Celebrate our 1 year anniversary (December 15th, 2019) through a contest awarding custom swag to a select group of hackers meeting specific requirements (most impactful finding, best written report , etc) during a two month period in the fall. The focus of this will be to encourage, incentivize and reward hackers in key areas of importance to our program.
Maturity: Level 1 of 3
Needs a target
Needs periscope data
Security Response Times
Although the Security Department is always working towards minimizing friction to day-to-day company operations, it is never possible to be 100% frictionless when adding an additional step into an existing process. As cumbersome as this may feel (despite our best efforts), this is usually a necessary step to maturing our security posture and meeting customer requirements (especially large enterprise customers). We plan to measure Security response times to new processes such as access request approval issues and security reviews for 3rd party vendor requests to highlight where bottlenecks are to the current process, and use a data-driven approach to iterate on better processes.
Health: Unknown
Note that this is a newly proposed KPI, and is not ready for today's meeting, but we will plan to show metrics around response times for future metrics/KPIs meeting.
Missing one of: description, target, or periscope data.
Level 1 of 3
Missing two of: description, target, or periscope data.
Level 0 of 3
Missing a description, a target, and periscope data.
Health
Level
Meaning
Okay
The KPI is at an acceptable level compared to the threshold
Attention
This is a blip, or we’re going to watch it, or we just need to enact a proven intervention
Problem
We'll prioritize our efforts here
Unknown
Unknown
How to work with pages like this
Data
The heart of pages like this is a data file called /data/performance_indicators.yml which is in YAML format. Almost everything you need to do will involve edits to this file. Here are some tips:
Avoid : in strings as it's an important character in YAML and will confuse the data parsing process. Put the string in "quotes" if you really need to use a :
urls: should be an array (indented lines starting with dashes) even if you only have one url
Both maturity.level and health.level take a number between 0 and 3 (inclusive)
Pages
Pages like /handbook/engineering/performance-indicators/ are rendered by and ERB template.

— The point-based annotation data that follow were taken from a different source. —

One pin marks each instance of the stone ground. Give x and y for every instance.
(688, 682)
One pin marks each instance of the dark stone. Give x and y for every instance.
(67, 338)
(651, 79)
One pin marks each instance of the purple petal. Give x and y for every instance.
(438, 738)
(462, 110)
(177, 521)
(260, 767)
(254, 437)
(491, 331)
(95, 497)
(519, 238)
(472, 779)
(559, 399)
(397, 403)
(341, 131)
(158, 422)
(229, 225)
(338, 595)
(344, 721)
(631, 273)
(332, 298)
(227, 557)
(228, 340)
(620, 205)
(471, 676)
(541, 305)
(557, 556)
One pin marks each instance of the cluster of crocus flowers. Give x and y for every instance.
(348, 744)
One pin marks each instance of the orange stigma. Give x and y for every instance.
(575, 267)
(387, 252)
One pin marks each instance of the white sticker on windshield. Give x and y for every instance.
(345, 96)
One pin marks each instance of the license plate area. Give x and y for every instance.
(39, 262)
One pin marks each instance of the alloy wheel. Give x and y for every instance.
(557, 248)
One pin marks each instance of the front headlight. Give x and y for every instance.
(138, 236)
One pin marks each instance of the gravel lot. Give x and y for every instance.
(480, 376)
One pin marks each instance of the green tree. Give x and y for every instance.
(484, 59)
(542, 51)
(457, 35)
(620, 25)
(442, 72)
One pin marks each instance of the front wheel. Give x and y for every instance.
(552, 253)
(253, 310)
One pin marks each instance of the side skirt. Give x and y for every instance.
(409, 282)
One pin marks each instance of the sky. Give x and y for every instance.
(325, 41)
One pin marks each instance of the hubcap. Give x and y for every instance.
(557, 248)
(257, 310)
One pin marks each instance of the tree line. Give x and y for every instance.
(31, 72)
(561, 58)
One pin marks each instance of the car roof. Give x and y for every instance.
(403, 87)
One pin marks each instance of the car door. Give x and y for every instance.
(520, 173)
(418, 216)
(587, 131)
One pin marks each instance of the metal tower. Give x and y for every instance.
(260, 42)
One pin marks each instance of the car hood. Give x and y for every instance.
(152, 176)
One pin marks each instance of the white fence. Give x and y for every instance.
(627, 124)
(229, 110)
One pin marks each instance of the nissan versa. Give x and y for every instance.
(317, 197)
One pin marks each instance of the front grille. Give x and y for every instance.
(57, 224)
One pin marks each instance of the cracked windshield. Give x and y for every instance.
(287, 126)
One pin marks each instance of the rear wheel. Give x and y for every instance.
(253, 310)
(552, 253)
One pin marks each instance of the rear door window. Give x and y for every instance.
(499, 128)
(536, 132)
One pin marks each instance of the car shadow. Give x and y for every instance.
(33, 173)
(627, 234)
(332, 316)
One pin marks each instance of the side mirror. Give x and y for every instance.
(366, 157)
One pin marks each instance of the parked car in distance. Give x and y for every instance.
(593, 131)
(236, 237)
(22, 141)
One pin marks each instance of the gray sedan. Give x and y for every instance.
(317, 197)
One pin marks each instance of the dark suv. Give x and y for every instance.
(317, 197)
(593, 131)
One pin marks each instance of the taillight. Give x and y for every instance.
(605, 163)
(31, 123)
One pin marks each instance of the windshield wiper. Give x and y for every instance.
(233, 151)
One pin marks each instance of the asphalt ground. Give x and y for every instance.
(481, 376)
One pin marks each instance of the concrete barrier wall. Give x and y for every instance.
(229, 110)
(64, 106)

These ERB templates call the helper function performance_indicators() that is defined in /helpers/custom_helpers.rb. This helper function calls in several partial templates to do it's work.
This function takes a required argument named org in string format that limits the scope of the page to a portion of the data file. Possible valid values for this org argument are listed in the org property of each element in the array in /data/performance_indicators.yml.